The Indonesian stock market, also known as IDX, has emerged as a prominent player in the financial landscape of Southeast Asia. It has attracted the interest of investors who regard it as a potential source of massive returns. Nevertheless, empirical research has consistently demonstrated that developing nations’ stock markets tend to exhibit a notable degree of volatility. This volatility is well recognised for its propensity to amplify risk levels for domestic investors, potentially leading to a decrease in the demand for stock market investments. The observed phenomenon in Indonesia reveals a very low degree of stock market engagement when compared to benchmark nations. This suggests that the high volatility in the market may be a contributing factor. Understanding the risk-return characteristics of the IDX in comparison to recognised benchmark indexes is crucial for making educated investment decisions. This study will conduct a comparative analysis of the risk-return attributes of the IDX in comparison to six well recognised benchmark indexes, specifically the S&P 500 Index, the Straits Times Index, the FTSE 100 Index, the Shanghai Stock Exchange Composite, the BSE Sensex, and the BOVESPA Index.
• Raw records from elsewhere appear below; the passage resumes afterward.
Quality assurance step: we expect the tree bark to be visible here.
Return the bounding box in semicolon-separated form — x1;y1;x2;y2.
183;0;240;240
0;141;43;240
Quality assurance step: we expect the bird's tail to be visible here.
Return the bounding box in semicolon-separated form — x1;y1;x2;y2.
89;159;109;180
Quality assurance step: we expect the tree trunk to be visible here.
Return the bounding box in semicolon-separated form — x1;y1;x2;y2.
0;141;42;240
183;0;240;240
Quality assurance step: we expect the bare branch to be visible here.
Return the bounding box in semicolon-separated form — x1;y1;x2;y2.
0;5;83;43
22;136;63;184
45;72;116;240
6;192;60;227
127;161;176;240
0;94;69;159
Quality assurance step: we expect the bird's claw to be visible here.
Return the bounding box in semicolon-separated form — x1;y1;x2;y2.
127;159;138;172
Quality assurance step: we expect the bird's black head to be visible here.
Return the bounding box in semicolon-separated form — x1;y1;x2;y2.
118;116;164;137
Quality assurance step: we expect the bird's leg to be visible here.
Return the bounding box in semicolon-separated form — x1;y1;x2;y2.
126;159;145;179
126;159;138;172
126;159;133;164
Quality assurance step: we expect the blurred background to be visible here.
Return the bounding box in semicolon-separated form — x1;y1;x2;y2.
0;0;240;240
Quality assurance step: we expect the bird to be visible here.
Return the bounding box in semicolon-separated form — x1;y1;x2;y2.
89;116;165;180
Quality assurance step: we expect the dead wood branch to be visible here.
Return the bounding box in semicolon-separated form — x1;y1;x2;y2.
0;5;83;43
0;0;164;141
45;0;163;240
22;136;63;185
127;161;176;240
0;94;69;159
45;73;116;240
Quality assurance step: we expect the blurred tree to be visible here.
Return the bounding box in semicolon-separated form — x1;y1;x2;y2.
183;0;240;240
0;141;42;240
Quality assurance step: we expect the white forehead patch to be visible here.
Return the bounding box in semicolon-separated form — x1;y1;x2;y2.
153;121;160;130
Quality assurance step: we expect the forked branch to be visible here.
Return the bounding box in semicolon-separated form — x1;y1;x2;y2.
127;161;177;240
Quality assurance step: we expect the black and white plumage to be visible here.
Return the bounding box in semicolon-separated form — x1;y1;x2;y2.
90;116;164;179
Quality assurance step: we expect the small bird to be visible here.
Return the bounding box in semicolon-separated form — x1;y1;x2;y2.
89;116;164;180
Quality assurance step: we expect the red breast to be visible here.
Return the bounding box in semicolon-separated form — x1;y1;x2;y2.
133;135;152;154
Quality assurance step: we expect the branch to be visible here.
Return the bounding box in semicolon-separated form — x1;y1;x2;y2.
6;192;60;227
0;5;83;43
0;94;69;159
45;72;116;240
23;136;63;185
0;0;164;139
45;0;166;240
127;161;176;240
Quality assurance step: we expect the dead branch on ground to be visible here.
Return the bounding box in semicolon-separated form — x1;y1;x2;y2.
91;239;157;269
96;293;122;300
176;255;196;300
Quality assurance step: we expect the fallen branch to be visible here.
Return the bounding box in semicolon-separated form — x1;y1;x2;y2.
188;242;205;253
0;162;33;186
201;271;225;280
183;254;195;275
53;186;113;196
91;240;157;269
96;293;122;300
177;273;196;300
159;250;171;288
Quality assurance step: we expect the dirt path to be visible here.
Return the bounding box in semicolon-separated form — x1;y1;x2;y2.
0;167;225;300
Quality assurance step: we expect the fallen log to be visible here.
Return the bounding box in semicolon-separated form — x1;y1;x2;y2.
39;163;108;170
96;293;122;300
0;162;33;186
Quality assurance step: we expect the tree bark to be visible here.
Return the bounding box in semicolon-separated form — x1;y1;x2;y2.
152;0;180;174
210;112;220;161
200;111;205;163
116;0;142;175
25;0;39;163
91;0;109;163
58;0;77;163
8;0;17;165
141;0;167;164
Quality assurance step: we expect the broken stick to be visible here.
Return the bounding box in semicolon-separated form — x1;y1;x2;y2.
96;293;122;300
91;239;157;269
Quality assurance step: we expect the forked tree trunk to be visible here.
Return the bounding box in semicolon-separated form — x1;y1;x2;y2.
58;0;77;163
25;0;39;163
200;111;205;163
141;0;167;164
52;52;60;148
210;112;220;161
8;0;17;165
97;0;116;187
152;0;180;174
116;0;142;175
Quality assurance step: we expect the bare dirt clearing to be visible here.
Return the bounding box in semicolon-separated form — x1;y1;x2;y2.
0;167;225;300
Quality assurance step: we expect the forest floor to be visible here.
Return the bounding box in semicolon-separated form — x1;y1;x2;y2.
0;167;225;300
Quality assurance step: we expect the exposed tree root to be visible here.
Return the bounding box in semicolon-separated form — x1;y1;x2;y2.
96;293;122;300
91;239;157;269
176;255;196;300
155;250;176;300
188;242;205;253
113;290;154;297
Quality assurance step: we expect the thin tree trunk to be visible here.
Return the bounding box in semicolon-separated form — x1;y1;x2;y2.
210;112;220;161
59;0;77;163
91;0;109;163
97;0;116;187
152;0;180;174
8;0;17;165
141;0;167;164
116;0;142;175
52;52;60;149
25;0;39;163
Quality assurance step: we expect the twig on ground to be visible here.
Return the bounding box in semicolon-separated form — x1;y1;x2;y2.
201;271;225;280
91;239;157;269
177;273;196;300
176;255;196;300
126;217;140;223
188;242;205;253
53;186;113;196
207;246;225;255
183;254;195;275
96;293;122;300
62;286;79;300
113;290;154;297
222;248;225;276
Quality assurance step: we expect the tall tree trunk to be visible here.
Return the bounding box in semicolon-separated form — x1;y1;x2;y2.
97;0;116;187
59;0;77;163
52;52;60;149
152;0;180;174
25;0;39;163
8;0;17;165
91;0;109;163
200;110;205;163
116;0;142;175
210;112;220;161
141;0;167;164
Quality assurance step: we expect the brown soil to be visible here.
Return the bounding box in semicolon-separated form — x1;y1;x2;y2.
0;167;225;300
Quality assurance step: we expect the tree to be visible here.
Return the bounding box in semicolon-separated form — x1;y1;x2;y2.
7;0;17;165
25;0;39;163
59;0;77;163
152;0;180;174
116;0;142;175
The study employs several risk and return measures, such as standard deviation, coefficient of variation, and the Sharpe ratio, to assess the relative performance of the IDX. The objective of this study is to evaluate the comparative appeal of the Indonesian stock market when compared to international benchmarks, with a specific focus on risk and return. The aim is to determine the optimal level of stock market involvement and the inclination towards risk aversion or risk-seeking behaviour among retail investors in Indonesia.